DELTA KORKUSU OFİSE DÖNÜŞLERİ DE ERTELETTİ

Hadiselerin artmasıyla birlikte, ofise dönüş kararlarını açıklayan bir epeyce şirket ertelemeye gittiğini deklare etti.
Haziran ayı sonlarında, yemek hizmetleri ve tesis idaresi şirketi Sodexo, maske kılavuzunu güncelleyerek tüm çalışanların aşılı olsalar bile maske takmaya devam etmelerini tavsiye etti.

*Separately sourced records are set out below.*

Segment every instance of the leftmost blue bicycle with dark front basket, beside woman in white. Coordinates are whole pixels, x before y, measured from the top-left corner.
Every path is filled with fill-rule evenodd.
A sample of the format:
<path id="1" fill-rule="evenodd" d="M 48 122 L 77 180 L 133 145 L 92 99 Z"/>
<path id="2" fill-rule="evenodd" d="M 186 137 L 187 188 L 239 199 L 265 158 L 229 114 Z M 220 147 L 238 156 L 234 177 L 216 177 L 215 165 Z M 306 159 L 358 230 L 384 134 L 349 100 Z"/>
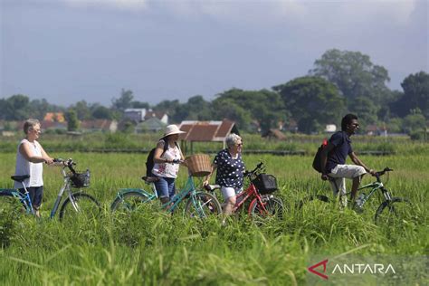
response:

Netflix Inc. İdare Konseyi Lideri ve CEO’su Reed Hastings, yayın devinin 9.000 çalışanını ofise beklediğini belirtmişti. Hastings geçen sonbaharda The Wall Street Journal ile yaptığı röportajda, “Özellikle memleketler arası alanda bir ortaya gelememek büsbütün olumsuz bir durum” dedi.

Hastings’in görüşleri yumuşamamasına ve insanların geri dönmesini istemesine karşın, akış devi geri dönüşü zarurî kılmadı. Hastings ile çalışanlar, onun bir ofisi olmadığını ve şirketin yerleşkelerinde dolaşırken çalışanlarıyla yüz yüze irtibat kurmaktan keyif aldığını belirtiyor. Fakat öteki biroldukca şirket üzere Netflix de virüse yakalanmaktan kaygı duyan bireylere karşı hassas davranıyor.